What’s scary about the Lightning is that according to the metrics, there really isn’t a weak spot to find on them.
To wit: Currently, the Lightning are fourth in the league in Corsi-percentage, and fifth in expected-goals percentage. But what makes that more impressive is that it’s not a case of a few players boosting the rate, and carrying others who are dragging them down. They’re solid 1-12 at forward and 1-6 on defense. Let us go further into it.
When you look at the individual players, no player is more than two percentage points below the team rate when looking at their relative Corsi-percentage. That’s Braydon Coburn at -2.03. And no player is more than two points above the team rate relatively either, which is Andrej Sustr at +2.1.
You don’t find that with the other teams at the top of the possession marks. The Bruins see a difference of about 11 points in their relative marks, with Patrice Bergeron at the top at +6.19 and David Krejci at the bottom at -5.75. The Stars have a difference around 14 points from their bottom player relatively to their top. The Predators have a difference of 16. The Hawks, who yes are still one of the better Corsi teams in the league, have a difference of 13. There just isn’t a hole the Lightning have to cover for.
It’s the same when it comes to the types of chances they create and give up. Coburn is their worst relative expected goals player at -5.7 percentage points, while Brayden Point is their best at +2.96 percentage points. The Stars have a 16-point difference from their worst expected goals to their best. The Oilers do as well. The Canes have a 17-point one. The Bruins have a 14-point gap. There’s just nowhere to go with the Lightning.

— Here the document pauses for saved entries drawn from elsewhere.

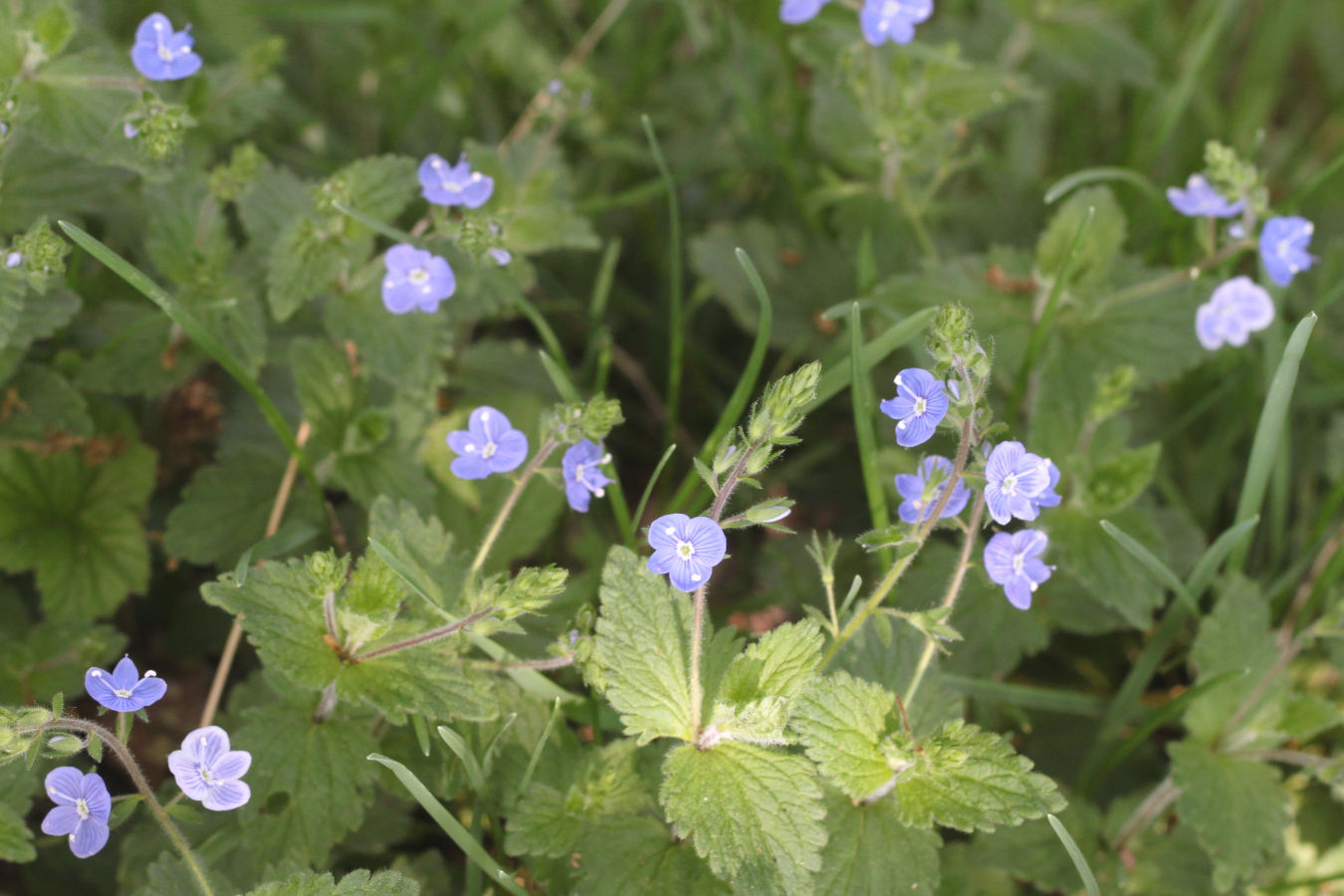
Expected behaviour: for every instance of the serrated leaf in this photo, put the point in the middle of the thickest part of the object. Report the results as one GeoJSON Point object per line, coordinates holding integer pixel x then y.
{"type": "Point", "coordinates": [972, 780]}
{"type": "Point", "coordinates": [871, 853]}
{"type": "Point", "coordinates": [642, 646]}
{"type": "Point", "coordinates": [1235, 807]}
{"type": "Point", "coordinates": [773, 831]}
{"type": "Point", "coordinates": [77, 526]}
{"type": "Point", "coordinates": [840, 722]}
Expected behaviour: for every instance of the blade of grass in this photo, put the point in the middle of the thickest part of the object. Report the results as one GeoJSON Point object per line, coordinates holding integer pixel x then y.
{"type": "Point", "coordinates": [450, 825]}
{"type": "Point", "coordinates": [676, 327]}
{"type": "Point", "coordinates": [198, 334]}
{"type": "Point", "coordinates": [1269, 431]}
{"type": "Point", "coordinates": [1077, 854]}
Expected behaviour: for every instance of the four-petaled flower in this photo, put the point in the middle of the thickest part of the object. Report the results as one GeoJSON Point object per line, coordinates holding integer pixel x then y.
{"type": "Point", "coordinates": [163, 54]}
{"type": "Point", "coordinates": [1236, 310]}
{"type": "Point", "coordinates": [490, 443]}
{"type": "Point", "coordinates": [920, 406]}
{"type": "Point", "coordinates": [81, 813]}
{"type": "Point", "coordinates": [456, 184]}
{"type": "Point", "coordinates": [1283, 247]}
{"type": "Point", "coordinates": [583, 476]}
{"type": "Point", "coordinates": [924, 489]}
{"type": "Point", "coordinates": [122, 689]}
{"type": "Point", "coordinates": [1199, 199]}
{"type": "Point", "coordinates": [415, 280]}
{"type": "Point", "coordinates": [687, 550]}
{"type": "Point", "coordinates": [1013, 483]}
{"type": "Point", "coordinates": [794, 12]}
{"type": "Point", "coordinates": [1013, 561]}
{"type": "Point", "coordinates": [207, 770]}
{"type": "Point", "coordinates": [883, 20]}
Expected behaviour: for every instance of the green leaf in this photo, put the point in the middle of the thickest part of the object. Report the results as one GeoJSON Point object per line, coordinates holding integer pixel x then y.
{"type": "Point", "coordinates": [77, 524]}
{"type": "Point", "coordinates": [310, 781]}
{"type": "Point", "coordinates": [870, 852]}
{"type": "Point", "coordinates": [642, 649]}
{"type": "Point", "coordinates": [1235, 807]}
{"type": "Point", "coordinates": [226, 507]}
{"type": "Point", "coordinates": [972, 780]}
{"type": "Point", "coordinates": [841, 722]}
{"type": "Point", "coordinates": [755, 814]}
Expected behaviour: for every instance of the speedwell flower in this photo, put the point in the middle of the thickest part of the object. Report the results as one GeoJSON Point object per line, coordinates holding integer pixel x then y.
{"type": "Point", "coordinates": [1283, 247]}
{"type": "Point", "coordinates": [582, 473]}
{"type": "Point", "coordinates": [1013, 561]}
{"type": "Point", "coordinates": [490, 443]}
{"type": "Point", "coordinates": [207, 770]}
{"type": "Point", "coordinates": [81, 813]}
{"type": "Point", "coordinates": [445, 184]}
{"type": "Point", "coordinates": [163, 54]}
{"type": "Point", "coordinates": [122, 689]}
{"type": "Point", "coordinates": [415, 280]}
{"type": "Point", "coordinates": [687, 550]}
{"type": "Point", "coordinates": [883, 20]}
{"type": "Point", "coordinates": [1236, 310]}
{"type": "Point", "coordinates": [920, 406]}
{"type": "Point", "coordinates": [1013, 481]}
{"type": "Point", "coordinates": [1199, 199]}
{"type": "Point", "coordinates": [924, 489]}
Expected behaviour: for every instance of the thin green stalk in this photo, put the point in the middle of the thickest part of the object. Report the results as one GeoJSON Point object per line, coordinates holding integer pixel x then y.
{"type": "Point", "coordinates": [676, 327]}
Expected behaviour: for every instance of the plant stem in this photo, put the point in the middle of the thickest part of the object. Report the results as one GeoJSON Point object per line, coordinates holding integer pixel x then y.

This is about as solid as a group in this department as we’ve seen in years. Which bodes well for the spring. Even if teams are able to keep Stamkos and Kucherov quiet at even-strength, and that’s a challenge, and even if they can keep Johnson and Point on a leash behind that (getting harder), the Lightning can get you from the third and fourth lines too if they have to. That’s how teams end up on parades.
What’s scary for the rest of the Atlantic Division is that the Bolts are probably going to be able to keep this depth together for a while. Only Namestnikov requires a new deal next year of the players who matter, and he’s restricted. Sustr does as well, but that’s up to you whether that matters. Kucherov could demand 8-10 million or more in two years’ time, but Stralman, Coburn, and Girardi are off the books then as well.
We probably should get used to this.